At this point fans rejoice, saying it understands hypotheticals and logic. Dialogue continues..

> name one red thing >> <blah blah, restates premise, incorrectly offers "strawberries are red">

At this point detractors rejoice, declare that it doesn't understand. Now the conversation devolves into semantics or technicalities about prompt-hacks, training data, weights. Whatever. We don't need chess. Just look it, it's broken as hell. Discussing whether the error is human-equivalent isn't the point either. It's broken! A partially broken process is no solid foundation to build others on. And while there are some exceptions, an unreliable tool/agent is often worse than none at all.

og_kalu 3 days ago | parent [-]

>It's broken! A partially broken process is no solid foundation to build others on. And while there are some exceptions, an unreliable tool/agent is often worse than none at all.

Are humans broken ? Because our reasoning is a very broken process.
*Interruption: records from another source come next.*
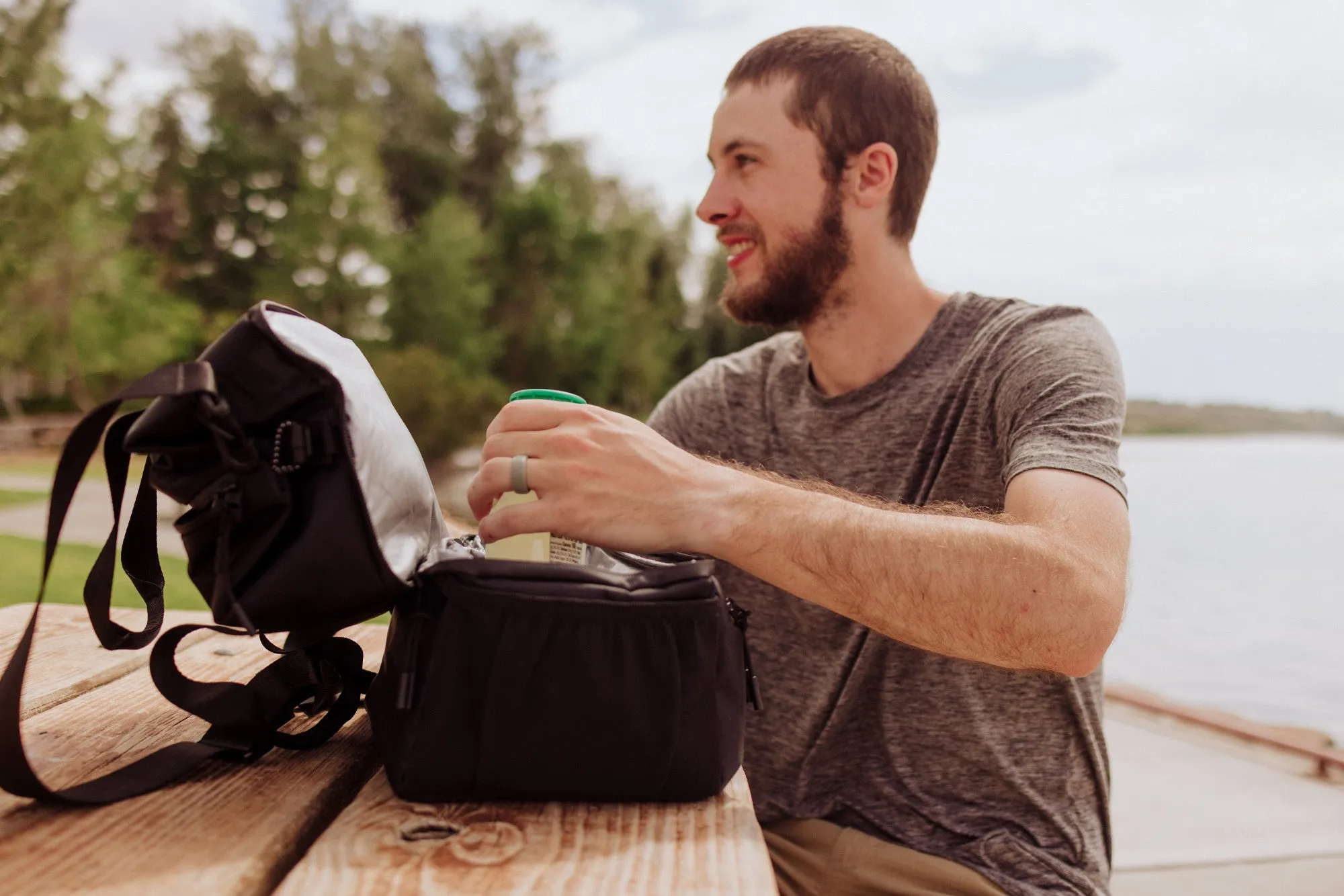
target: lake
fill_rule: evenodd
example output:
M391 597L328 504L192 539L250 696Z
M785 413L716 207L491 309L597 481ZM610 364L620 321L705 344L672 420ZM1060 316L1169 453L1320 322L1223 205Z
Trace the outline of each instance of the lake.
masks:
M1133 437L1109 681L1344 743L1344 438Z

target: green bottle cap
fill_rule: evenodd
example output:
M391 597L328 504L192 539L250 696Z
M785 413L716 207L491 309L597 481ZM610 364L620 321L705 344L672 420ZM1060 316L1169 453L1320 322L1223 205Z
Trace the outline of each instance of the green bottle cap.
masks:
M539 398L550 402L569 402L570 404L587 404L582 398L574 392L562 392L560 390L519 390L508 396L511 402L521 402L523 399Z

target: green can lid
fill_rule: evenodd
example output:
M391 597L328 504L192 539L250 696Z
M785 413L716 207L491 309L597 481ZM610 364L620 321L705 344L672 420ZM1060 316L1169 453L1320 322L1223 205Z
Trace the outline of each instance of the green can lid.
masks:
M587 404L587 402L574 392L562 392L560 390L519 390L509 395L508 400L521 402L530 398L539 398L548 402L569 402L570 404Z

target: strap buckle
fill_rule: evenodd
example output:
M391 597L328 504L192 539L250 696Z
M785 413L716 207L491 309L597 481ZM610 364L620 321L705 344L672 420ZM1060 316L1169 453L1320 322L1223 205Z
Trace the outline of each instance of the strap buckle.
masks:
M313 434L302 423L285 420L276 427L270 449L270 469L293 473L313 457Z

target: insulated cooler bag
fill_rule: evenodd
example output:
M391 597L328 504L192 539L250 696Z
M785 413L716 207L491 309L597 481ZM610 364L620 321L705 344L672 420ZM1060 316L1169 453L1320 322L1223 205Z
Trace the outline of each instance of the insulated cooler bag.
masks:
M449 559L392 613L368 715L403 799L706 799L759 701L714 562Z
M156 400L113 419L144 398ZM164 697L211 728L52 791L24 754L19 699L60 527L99 437L118 521L130 453L146 455L121 547L146 623L130 631L109 615L117 523L85 584L90 623L109 650L155 642L156 490L190 504L175 525L216 625L164 633L149 669ZM208 759L316 747L367 693L376 748L409 799L680 801L723 787L742 759L746 696L758 697L747 613L719 592L711 560L597 549L607 563L593 568L478 553L446 537L415 443L355 344L262 302L200 359L132 383L67 439L39 606L0 677L0 786L67 803L125 799ZM375 677L335 633L387 610ZM257 635L277 660L246 685L185 678L173 650L202 627ZM266 637L281 631L284 646ZM314 721L281 731L300 713Z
You say it's no solid foundation ? Take a look around you. This broken processor is the foundation of society and the conveniences you take for granted.

The vast vast majority of human history, there wasn't anything even remotely resembling a non-broken general reasoner. And you know the funny thing ? There still isn't. When people like you say LLMs don't reason, they hold them to a standard that doesn't exist. Where is this non-broken general reasoner in anywhere but fiction and your own imagination?

>And while there are some exceptions, an unreliable tool/agent is often worse than none at all.

Since you are clearly meaning unreliable to be 'makes no mistake/is not broken' then no human is a reliable agent. Clearly, the real exception is when an unreliable agent is worse than nothing at all.